Como já afirmamos acima, a prescrição pressupõe a inércia do titular do direito e só essa situação pode legitimar e justificar o reconhecimento dos efeitos jurídicos do instituto da prescrição. Quem não é inerte não pode sofrer as consequências da prescrição.
Trata-se de guardar observância, dessa forma, ao princípio da boa-fé objetiva em favor da Administração Pública. Isso porque, embora jungida e com larga aplicação hoje às relações obrigacionais do Direito Privado, não se pode olvidar que a boa-fé objetiva, enquanto “modelo de conduta social, arquétipo ou standard jurídico” que veicula deveres de honestidade, lealdade e probidade,13 não pode ser desassociada da moralidade administrativa que o legislador constituinte estabeleceu como um dos nortes para a condução dos Poderes Públicos, porque sintetiza normas de comportamento voltadas à concretização de valores como a ética e a retidão.
A Lei n.º 9.784/99, que regula o processo administrativo no âmbito da Administração Pública Federal, inclusive positivou a boa-fé, reconhecendo sua importância para o Direito Administrativo, como dever para a Administração e para as pessoas privadas que com ela interagem. Seu artigo 2°, parágrafo único, inciso IV, assim o fez, ao determinar a observância, nos processos administrativos, do critério de atuação segundo padrões éticos de probidade, decoro e boa-fé, e, do mesmo modo, o artigo 4°, inciso II, ao dispor que são deveres do administrado, perante a Administração, proceder com lealdade, urbanidade e boa-fé.

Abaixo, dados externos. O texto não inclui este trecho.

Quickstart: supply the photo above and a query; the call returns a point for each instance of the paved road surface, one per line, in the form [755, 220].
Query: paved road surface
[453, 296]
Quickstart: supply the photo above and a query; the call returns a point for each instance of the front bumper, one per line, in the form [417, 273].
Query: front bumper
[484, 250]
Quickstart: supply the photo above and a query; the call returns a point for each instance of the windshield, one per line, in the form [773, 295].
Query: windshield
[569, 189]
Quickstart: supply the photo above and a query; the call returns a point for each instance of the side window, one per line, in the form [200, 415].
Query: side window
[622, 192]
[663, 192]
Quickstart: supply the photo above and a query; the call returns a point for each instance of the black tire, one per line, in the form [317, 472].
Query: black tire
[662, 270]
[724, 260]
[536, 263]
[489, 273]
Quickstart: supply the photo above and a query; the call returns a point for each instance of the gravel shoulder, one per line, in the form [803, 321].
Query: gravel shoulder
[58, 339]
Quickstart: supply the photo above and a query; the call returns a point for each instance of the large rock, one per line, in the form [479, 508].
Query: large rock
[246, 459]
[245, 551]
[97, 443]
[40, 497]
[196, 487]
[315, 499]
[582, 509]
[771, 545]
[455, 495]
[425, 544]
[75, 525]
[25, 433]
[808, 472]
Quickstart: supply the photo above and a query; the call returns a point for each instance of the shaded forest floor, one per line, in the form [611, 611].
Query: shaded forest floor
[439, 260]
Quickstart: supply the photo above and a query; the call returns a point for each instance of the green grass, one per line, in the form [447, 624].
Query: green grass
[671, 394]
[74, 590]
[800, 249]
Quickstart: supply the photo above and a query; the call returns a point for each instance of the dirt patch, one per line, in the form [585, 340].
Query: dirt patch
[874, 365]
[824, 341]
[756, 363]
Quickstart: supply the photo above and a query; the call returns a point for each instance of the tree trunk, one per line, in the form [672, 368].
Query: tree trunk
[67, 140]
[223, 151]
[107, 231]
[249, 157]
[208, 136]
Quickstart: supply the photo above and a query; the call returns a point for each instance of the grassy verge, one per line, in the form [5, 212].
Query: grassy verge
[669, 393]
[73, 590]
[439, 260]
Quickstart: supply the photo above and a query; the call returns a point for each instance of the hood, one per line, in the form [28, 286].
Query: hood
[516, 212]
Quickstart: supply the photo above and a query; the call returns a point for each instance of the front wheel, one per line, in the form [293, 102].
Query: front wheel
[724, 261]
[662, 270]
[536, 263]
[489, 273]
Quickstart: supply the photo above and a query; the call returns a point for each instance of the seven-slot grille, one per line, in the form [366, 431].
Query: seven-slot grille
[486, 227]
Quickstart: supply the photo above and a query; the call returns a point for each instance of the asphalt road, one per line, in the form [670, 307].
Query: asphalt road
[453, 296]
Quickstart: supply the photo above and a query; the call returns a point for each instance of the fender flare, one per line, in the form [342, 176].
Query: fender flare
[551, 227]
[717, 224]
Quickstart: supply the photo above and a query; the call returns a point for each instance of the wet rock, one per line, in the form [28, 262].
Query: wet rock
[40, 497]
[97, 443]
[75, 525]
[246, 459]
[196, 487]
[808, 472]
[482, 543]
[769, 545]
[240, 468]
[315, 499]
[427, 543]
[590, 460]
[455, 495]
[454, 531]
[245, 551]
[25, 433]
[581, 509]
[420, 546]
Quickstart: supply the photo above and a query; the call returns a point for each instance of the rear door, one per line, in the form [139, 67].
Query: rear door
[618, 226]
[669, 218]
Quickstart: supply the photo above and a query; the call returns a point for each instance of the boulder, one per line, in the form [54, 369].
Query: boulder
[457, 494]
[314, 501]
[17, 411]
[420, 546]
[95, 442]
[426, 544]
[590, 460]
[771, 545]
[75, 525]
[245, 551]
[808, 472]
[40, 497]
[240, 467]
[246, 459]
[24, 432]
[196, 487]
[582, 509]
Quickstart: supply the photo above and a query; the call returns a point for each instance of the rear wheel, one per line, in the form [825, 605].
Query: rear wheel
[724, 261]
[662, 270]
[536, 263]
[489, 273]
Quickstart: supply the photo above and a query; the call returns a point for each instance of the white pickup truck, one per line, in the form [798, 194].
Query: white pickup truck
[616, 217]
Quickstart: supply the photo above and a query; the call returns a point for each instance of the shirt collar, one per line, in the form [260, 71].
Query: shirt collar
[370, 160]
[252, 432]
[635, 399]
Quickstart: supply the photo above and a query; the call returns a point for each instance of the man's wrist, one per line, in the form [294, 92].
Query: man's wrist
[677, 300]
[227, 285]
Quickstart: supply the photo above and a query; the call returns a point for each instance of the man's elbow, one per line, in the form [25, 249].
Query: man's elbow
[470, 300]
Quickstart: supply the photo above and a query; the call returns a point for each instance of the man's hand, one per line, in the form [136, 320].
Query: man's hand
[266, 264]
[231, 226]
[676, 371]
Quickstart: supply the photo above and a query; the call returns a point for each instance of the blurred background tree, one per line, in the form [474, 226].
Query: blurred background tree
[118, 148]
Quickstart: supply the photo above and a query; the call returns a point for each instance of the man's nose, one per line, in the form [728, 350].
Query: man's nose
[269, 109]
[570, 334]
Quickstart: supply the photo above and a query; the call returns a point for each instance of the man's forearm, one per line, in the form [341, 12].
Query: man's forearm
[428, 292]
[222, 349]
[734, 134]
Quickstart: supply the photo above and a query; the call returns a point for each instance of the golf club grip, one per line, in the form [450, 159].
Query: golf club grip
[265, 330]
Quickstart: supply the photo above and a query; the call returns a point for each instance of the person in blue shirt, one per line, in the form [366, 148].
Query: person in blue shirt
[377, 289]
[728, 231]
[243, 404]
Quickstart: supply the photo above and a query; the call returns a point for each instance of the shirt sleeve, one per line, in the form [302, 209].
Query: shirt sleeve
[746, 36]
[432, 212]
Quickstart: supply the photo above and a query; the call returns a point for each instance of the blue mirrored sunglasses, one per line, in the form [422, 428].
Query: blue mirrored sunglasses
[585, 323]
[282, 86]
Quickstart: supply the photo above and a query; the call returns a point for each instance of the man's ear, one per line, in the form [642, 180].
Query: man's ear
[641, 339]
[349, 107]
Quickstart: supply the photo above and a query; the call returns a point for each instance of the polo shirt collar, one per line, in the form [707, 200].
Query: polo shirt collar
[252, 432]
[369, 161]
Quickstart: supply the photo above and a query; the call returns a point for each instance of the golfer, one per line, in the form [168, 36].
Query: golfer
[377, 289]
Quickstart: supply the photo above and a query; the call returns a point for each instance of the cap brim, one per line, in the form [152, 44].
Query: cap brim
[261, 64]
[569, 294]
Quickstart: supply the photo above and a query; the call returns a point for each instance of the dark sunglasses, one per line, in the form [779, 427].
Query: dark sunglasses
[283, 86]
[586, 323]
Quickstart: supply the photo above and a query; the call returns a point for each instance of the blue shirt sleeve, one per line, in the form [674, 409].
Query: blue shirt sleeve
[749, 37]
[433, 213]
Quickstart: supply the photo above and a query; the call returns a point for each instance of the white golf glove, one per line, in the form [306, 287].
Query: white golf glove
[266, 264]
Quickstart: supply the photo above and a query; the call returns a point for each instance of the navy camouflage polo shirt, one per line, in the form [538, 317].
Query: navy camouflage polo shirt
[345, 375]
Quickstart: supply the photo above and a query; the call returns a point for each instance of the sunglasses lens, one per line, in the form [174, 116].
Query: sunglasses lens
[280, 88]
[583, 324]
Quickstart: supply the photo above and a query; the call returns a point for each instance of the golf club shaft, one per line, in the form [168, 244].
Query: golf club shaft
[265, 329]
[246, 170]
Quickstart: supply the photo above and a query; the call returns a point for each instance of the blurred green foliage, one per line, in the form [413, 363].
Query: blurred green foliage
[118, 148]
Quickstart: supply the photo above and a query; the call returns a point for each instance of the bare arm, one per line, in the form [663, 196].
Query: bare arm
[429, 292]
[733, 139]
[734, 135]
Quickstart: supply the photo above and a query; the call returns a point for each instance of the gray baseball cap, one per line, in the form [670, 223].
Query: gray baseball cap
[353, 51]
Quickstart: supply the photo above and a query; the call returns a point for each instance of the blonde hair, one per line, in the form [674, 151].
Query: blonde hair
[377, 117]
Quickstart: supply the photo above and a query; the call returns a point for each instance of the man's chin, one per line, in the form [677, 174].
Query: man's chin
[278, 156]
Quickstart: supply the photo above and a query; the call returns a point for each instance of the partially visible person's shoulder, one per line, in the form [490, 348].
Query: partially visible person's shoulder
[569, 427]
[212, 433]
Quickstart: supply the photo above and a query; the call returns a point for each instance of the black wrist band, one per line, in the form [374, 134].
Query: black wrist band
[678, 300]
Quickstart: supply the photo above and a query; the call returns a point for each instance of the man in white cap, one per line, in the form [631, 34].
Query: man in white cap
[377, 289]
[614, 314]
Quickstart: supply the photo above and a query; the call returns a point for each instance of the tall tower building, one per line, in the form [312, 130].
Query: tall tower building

Além do mais, é necessário se ter em mente que o legislador, ao contrário do que estabeleceu na disciplina de outras ações de natureza coletiva, adotou na Lei de Improbidade Administrativa – no já citado artigo 17, caput – rol restrito de legitimados ativos,14 conferindo a possibilidade de propositura da ação de responsabilização pela prática de atos ímprobos apenas ao Ministério Público e à pessoa jurídica de direito público interessada, de modo que a única interpretação consentânea com a finalidade da norma e com o interesse público que rege a matéria, bem assim com a eficiente proteção do princípio da moralidade administrativa, é de que o início da contagem dos prazos prescricionais ocorra apenas quando estes respectivos órgãos tomem conhecimento da prática dos ilícitos que possibilitem a pretensão de responsabilização.

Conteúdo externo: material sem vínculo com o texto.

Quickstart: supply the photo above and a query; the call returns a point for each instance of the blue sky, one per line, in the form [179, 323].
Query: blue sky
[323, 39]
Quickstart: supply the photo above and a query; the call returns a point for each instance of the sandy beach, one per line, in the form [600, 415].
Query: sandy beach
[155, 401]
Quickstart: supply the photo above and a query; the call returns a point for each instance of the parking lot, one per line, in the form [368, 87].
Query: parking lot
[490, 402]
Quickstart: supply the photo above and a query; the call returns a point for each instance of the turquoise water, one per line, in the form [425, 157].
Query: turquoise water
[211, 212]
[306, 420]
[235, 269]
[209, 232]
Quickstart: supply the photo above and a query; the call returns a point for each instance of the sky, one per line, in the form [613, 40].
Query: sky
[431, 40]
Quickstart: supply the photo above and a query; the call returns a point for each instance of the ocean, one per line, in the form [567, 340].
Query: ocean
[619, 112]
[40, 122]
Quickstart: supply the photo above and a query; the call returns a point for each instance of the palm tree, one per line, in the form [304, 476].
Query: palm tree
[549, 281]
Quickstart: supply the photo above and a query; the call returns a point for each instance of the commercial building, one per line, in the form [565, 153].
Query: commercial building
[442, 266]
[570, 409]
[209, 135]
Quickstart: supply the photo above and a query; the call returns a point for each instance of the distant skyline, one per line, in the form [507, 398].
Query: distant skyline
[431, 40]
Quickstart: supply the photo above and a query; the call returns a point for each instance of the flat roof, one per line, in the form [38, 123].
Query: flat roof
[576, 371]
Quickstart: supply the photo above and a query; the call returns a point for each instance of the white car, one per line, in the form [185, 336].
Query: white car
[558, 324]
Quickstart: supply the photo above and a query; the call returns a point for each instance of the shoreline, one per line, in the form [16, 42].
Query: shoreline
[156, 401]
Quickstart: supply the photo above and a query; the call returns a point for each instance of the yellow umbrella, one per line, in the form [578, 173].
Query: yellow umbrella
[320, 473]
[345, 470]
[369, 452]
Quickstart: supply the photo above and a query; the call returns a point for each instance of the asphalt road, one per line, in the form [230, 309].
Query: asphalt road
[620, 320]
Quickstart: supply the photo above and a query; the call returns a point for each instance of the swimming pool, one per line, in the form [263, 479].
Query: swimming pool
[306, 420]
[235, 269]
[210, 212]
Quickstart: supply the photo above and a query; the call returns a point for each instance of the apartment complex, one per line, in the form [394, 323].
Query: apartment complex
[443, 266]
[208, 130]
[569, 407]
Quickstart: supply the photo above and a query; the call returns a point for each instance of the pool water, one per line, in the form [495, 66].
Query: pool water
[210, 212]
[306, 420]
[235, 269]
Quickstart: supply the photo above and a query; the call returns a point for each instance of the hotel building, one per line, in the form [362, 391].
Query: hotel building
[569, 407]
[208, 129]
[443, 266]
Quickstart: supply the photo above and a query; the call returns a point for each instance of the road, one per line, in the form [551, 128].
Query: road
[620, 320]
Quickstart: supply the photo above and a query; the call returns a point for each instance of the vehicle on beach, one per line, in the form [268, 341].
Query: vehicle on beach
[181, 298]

Lembre-se, sob esse prisma, que o princípio da supremacia do interesse público sobre o interesse privado é princípio geral de Direito inerente a qualquer sociedade, representando, em verdade, a própria condição de sua existência, conforme adverte Celso Antônio Bandeira de Mello.15 O princípio da moralidade, por sua vez, foi estatuído na Constituição Federal vigente como reflexo da preocupação com a ética na Administração e com o combate à corrupção e à impunidade no setor público,16 ideários estes incompatíveis com um sistema jurídico que oportunize ao agente público, ou ao particular que com a Administração Pública se relacionar, a possibilidade de se beneficiar com o simples transcurso do tempo, independentemente de os órgãos que têm o poder-dever de velar pela defesa da probidade administrativa e proteção ao patrimônio público tomarem sequer conhecimento da prática dos ilícitos.

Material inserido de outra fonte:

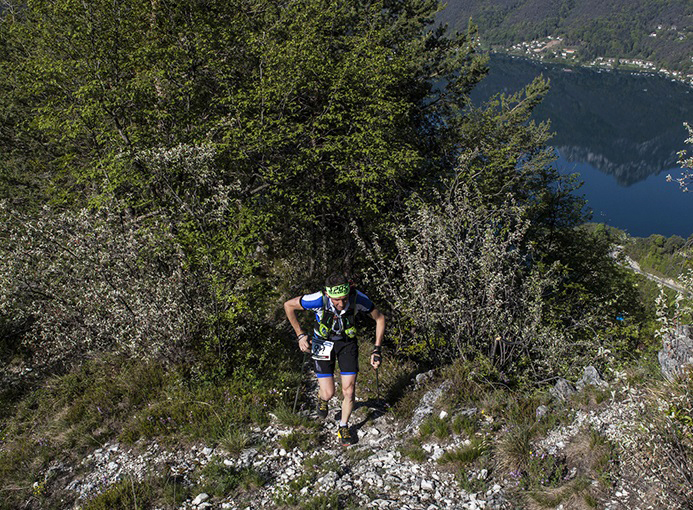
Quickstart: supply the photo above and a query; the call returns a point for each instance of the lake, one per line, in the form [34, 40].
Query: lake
[620, 131]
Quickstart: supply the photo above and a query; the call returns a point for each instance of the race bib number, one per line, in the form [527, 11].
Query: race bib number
[322, 349]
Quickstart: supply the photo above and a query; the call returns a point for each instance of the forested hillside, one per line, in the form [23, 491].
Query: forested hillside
[172, 172]
[654, 30]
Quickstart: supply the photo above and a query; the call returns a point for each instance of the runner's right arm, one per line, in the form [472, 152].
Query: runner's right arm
[290, 308]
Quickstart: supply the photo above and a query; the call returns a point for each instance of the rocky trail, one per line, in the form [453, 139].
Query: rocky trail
[374, 472]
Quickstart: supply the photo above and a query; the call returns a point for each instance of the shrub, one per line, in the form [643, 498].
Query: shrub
[463, 276]
[96, 281]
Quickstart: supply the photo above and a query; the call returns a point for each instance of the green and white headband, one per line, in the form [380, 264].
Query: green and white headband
[338, 291]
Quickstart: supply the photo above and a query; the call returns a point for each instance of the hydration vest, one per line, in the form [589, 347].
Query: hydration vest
[323, 329]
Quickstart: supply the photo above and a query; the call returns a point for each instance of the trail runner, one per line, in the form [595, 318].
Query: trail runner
[334, 340]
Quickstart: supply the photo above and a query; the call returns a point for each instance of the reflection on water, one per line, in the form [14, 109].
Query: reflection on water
[628, 126]
[620, 132]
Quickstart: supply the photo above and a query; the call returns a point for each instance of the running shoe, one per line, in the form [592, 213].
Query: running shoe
[322, 408]
[344, 436]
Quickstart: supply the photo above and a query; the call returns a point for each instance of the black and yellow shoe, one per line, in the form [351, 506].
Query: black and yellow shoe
[344, 436]
[322, 408]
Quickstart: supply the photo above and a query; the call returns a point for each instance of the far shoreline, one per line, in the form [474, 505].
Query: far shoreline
[622, 68]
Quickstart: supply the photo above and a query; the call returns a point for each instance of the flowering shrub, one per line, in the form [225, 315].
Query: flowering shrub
[465, 282]
[96, 281]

E, como bem adverte José Roberto Pimenta Oliveira,17 a adoção desse mecanismo de contagem do lapso prescricional não visa a premiar a inércia dos sistemas de controle da Administração Pública, pois não é possível a caracterização da inércia sem a prévia ciência da violação do direito pelos órgãos legitimados a agir:
(...) não raro o servidor faltoso consegue manter oculto o ilícito funcional durante o prazo prolongado de tempo, em razão das vantagens, facilidades, influência ou poderes hierárquicos surgidos do desempenho do cargo público. (…). Não há como cogitar de inércia da instituição administrativa sem que haja prévia ciência da violação do direito contra o qual tem o dever-poder de reagir.
Acentue-se que não trata de premiar eventual inércia dos sistemas de controle administrativo de legalidade, em não detectar oportunamente o ilícito funcional (…). Cogita-se, pois, de enfrentamento adequado pelo tecido normativo de efeitos fáticos que podem conduzir à inefetividade da competência punitiva, instituída em prol do interesse público. (…). Tornar-se a improbidade conhecida é tê-la revelada, divulgada, denunciada, descoberta ou desvelada, tomando dela ciência o agente público que detém o dever-poder de determinar a apuração integral dos atos ímprobos e agentes públicos/terceiros responsáveis, dentro da estrutura dos entes estatais ou governamentais lesados, bem como dos membros do Ministério Público competente para atuação no caso.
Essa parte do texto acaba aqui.